Pour près de 10 % d’entre eux, cela concerne particulièrement les grandes marques qui semblent intouchables.

Les consommateurs ont de quoi être contrariés. Mis en cause dans sa gestion des données personnelles de ses utilisateurs, Facebook s’expose à une sanction record qui pourrait atteindre 5 milliards de dollars.

Pourtant, pour le géant américain, il semble qu’il s’agisse d’une sanction indolore ne représentant qu’une fraction des bénéfices que Facebook fait en une année.  

L’entrée en vigueur du RGPD a constitué l’un des changements les plus importants apportés aux pratiques commerciales et marketing des entreprises au cours de ces dernières années.

Le 24 mai 2018, alors que des vagues massives de campagnes emailing relatives au RGPD étaient envoyées par les marques, Mailjet a atteint le chiffre record de plus de 100 millions d’emails traités en une journée.

Les entreprises qui appliquent les exigences du RGPD n’ont pas travaillé aussi dur et les consommateurs n’ont pas attendu aussi longtemps pour que l’utilisation abusive des données personnelles reste impunie.
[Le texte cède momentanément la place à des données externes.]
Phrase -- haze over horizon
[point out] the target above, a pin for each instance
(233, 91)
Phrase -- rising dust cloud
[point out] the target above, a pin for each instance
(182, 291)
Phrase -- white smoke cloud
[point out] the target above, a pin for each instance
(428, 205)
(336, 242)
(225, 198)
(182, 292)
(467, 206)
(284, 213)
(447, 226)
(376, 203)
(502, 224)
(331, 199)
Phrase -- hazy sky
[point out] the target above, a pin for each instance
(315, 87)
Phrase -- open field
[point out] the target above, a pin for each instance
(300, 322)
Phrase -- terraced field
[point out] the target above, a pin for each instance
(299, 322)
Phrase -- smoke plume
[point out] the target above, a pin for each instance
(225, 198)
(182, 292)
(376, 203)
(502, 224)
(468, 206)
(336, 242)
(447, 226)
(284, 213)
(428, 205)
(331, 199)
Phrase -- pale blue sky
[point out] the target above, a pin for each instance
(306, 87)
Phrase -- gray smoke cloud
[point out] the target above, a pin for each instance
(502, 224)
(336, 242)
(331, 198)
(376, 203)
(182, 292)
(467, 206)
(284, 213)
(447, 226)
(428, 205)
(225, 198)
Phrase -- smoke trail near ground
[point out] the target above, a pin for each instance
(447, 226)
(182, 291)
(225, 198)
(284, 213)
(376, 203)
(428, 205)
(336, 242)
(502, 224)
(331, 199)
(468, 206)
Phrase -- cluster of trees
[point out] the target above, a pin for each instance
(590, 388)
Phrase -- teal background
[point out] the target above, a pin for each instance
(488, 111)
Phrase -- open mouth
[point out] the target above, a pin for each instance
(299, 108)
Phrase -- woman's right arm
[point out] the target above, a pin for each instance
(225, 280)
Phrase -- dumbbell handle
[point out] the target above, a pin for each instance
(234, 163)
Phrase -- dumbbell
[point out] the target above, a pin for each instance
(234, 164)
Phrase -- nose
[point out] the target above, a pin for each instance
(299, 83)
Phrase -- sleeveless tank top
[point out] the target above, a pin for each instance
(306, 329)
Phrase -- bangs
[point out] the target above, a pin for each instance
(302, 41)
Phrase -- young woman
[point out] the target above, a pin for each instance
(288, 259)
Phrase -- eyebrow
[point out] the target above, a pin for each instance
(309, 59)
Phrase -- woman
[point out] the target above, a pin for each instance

Des sanctions plus sévères et plus nombreuses pourraient être la solution pour redonner confiance aux consommateurs dans la façon dont leurs données sont utilisées par la marque et leur assurer de ne recevoir que les communications qu’ils attendent dans leur boîte de réception…

# à lire aussi...

L’email a toujours la cote auprès des Français

Selon la dernière étude Médiamétrie, plus de 42 millions de Français se…

Délivrabilité et engagement sont liés

Une nouvelle étude révèle le lien direct entre l’engagement de l’abonné et…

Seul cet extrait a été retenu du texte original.